Krisis iklim ancam masa depan kopi dunia, petani perlu adaptasi

Jakarta – Ancaman perubahan iklim mengancam ketahanan produksi kopi global, termasuk di Indonesia, yang tak hanya menekan produktivitas lahan, tetapi juga mengancam kesejahteraan lebih dari 100 juta petani kopi di seluruh dunia.

Menurut data earth.com, sebanyak 2,2 miliar cangkir kopi dikonsumsi penduduk dunia setiap hari. Namun, tingginya permintaan ini tidak sejalan dengan kondisi di lapangan. Praktik pertanian yang tidak ramah lingkungan serta minimnya adaptasi teknologi memperburuk dampak krisis iklim pada industri kopi.

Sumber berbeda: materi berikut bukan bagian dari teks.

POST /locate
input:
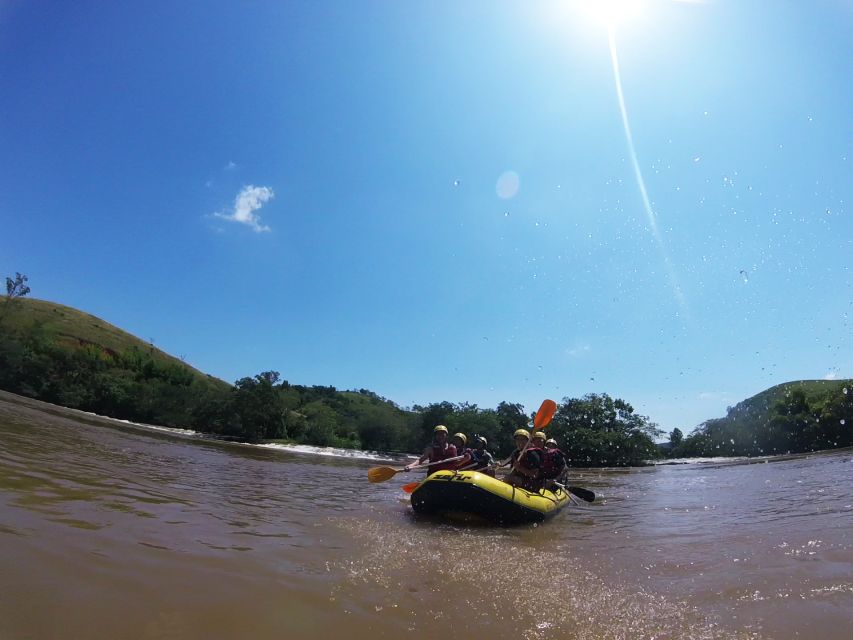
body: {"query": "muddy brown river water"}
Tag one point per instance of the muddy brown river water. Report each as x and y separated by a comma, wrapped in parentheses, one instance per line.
(113, 531)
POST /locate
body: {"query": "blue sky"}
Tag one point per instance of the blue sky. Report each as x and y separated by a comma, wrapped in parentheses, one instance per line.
(437, 201)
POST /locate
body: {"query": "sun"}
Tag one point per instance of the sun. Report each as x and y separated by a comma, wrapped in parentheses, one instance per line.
(611, 12)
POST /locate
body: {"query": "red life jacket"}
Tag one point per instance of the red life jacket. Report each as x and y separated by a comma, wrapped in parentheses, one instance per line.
(437, 453)
(532, 458)
(553, 461)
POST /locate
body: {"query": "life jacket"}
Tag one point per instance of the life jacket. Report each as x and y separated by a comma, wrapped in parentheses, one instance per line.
(481, 458)
(436, 454)
(464, 462)
(553, 461)
(532, 458)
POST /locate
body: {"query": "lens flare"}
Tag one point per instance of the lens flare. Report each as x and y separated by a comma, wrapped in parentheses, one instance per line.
(611, 12)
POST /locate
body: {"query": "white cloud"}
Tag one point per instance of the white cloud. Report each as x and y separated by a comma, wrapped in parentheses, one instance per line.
(249, 200)
(578, 351)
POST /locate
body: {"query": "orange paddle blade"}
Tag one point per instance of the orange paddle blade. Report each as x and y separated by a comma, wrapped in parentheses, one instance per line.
(545, 413)
(408, 488)
(381, 474)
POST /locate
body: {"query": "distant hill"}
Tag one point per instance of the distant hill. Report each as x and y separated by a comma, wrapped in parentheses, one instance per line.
(794, 417)
(76, 330)
(58, 354)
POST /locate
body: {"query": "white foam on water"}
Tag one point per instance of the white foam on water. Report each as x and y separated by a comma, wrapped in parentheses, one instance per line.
(719, 460)
(330, 451)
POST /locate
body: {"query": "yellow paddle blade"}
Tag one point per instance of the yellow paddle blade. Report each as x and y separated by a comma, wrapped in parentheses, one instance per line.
(381, 474)
(545, 413)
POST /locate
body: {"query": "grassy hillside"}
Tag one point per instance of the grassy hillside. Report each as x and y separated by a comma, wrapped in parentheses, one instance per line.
(70, 329)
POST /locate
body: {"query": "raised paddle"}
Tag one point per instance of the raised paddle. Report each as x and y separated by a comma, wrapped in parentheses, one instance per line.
(381, 474)
(583, 494)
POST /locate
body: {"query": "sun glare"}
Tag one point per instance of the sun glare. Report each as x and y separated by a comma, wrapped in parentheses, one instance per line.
(611, 12)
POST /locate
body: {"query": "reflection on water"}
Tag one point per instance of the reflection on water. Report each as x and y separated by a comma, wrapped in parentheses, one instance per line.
(117, 532)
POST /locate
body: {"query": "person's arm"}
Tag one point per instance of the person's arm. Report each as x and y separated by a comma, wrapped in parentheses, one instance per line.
(421, 460)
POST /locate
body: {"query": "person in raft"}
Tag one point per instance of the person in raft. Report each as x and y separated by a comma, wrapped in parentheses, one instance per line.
(525, 469)
(482, 460)
(439, 450)
(459, 440)
(554, 467)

Roberto Alonso Vega Alfaro, Vice President Global Coffee Agronomy, R&D, and Sustainability di Starbucks, menegaskan bahwa perubahan iklim bukan lagi isu masa depan, melainkan kenyataan yang tengah dihadapi para petani kopi saat ini.

“Para petani menghadapi degradasi tanah dan kekurangan air akibat perubahan iklim. Mereka membutuhkan pendekatan pertanian yang lebih modern dan berkelanjutan,” kata Roberto dalam sesi diskusi media usai Lecture Series di World of Coffee, akhir pekan lalu.

Menurutnya, Starbucks membangun 10 pusat dukungan petani (farmer support centers) di berbagai negara, termasuk satu di Berastagi, Sumatera Utara, di mana petani kopi lokal mendapatkan pelatihan langsung tentang teknik mitigasi dampak iklim, termasuk bagaimana memanfaatkan limbah pertanian dan menghemat air.

Limbah kopi bisa jadi “emas”

Roberto menjelaskan bahwa sebagian besar buah kopi hanya digunakan sebagian kecilnya. “Dari buah kopi yang dipanen, hanya 20 persen yang dikonsumsi. Namun, limbah ini bisa menjadi emas. Kita bisa menjadikannya kompos alami yang menggantikan pupuk kimia. Itu sangat membantu memulihkan kesuburan tanah,” jelasnya.

Selain tanah, persoalan kelangkaan air juga menjadi krusial. Roberto menyebut bahwa pusat pelatihan di Berastagi telah dilengkapi mesin pengolahan kopi hemat air yang dapat memangkas konsumsi air hingga 50 persen.

Namun, Roberto tak menampik bahwa perubahan kebiasaan menjadi tantangan terbesar dalam menyebarluaskan praktik berkelanjutan ini. “Mengubah tradisi turun-temurun bukanlah hal yang mudah. Membawa inovasi ke lapangan mungkin terlihat sederhana, tapi praktiknya sangat kompleks,” katanya. (Hartatik)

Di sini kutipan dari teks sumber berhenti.